It’s now been confirmed that Iran’s retaliatory strike on Qatar has severely disabled a major gas facility, likely meaning a global supply crunch that could be with us for several years.
Concern across the markets this morning has noticably shifted from near-term worries (Summer-26) to mid/long-term impacts (Winter-26 and beyond).
It’s increasingly difficult not to think that the escalating impacts of war on Iran is playing into Trump’s hands – the US as a net-exporter of oil/gas stands to be the main beneficiary if the Persian Gulf production is hamstrung.
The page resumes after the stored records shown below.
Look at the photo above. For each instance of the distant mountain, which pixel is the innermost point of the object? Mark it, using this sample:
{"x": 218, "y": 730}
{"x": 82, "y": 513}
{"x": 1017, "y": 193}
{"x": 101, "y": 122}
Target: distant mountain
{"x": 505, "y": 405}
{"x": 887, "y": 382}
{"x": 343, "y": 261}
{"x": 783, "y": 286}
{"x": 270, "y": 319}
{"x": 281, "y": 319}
The wars in Ukraine and now Iran, have shifted the weighting of the global LNG market – the U.S. was the highest LNG exporter in 2025, and Trump has made no secret of his willingness to expand production and exports going forward.
The US accounts for around 60% of Europe’s LNG imports, while Qatari LNG exports historically supply Asian countries.
Qatar Energy have announced that 17% of its LNG capacity has been wiped out for 3 to 5 years following Israel’s allegedly unsanctioned attacks – this equates to a 4% global LNG supply shortfall this year.
This coupled with the Strait of Hormuz remaining shut, and the impending maintenance season of the Norwegian pipeline/fields, leaves Europe/the UK with a serious problem – not just in the short-term, but for the foreseeable future.
Inevitably, competition for cargoes in the coming months will be fierce with the heating season coming to an end and all eyes on storage replenishment – Europe will be fighting over US imports with South Korea and China.
Impotent EU leaders can only voice growing concern over the deteriorating economic outlook with the EU looking down the barrel of a recession, and are calling for a temporary halt to strikes on energy infrastructure.
According to the ECB, an extended disruption could push euro‑area inflation to 6.3% , with gas prices climbing to their highest levels since the Ukriane invasion.
Meanwhile, the US has outlined moves to boost oil and LNG exports – and so, perhaps, Trump’s motives for enflaming the Middle East are becoming clearer.
It’s also worth noting that investment funds have increased their net long positions in TTF (benchmark European gas) over the last couple of weeks by more than 600%, further supporting the upward momentum of forward prices.
Not surprisingly, the shape of the whole curve is now shifting – not just the near-term, but the mid-term has also lifted.
The chart below shows just how badly Trump’s war has impacted prices since mid-Dec ’25 (when it looked as though Europe/the UK would be enjoying a soft-landing beginning Summer-26, with a glut of LNG on the horizon).
Monthly Day-Ahead averages for the month are slightly up – currently at 127p/therm (or 4.35p/kwh).
ELECTRICITY & CARBON
The chart below again shows Seasonal Forwards at yesterday’s close versus 3-months ago – notably, electricity Forwards have (to date) been less severely impacted than gas prices.
On the Carbon side of things, Dec-26 UKA delivery remains uncoupled from gas volatility with prices touching levels that are 41% below those printed in mid-Jan amid fears that Trump’s war on Iran is slowing global economies (and, in so doing, Industrial outputs).
At the time of writing, UKA mid-price Dec ’26 delivery is at £36.52/tn (and the spot is at early-35s).
Monthly Day-Ahead averages for the month so far are mirroring near-term gas prices – currently at £105/mwh (or 10.5 p/kwh).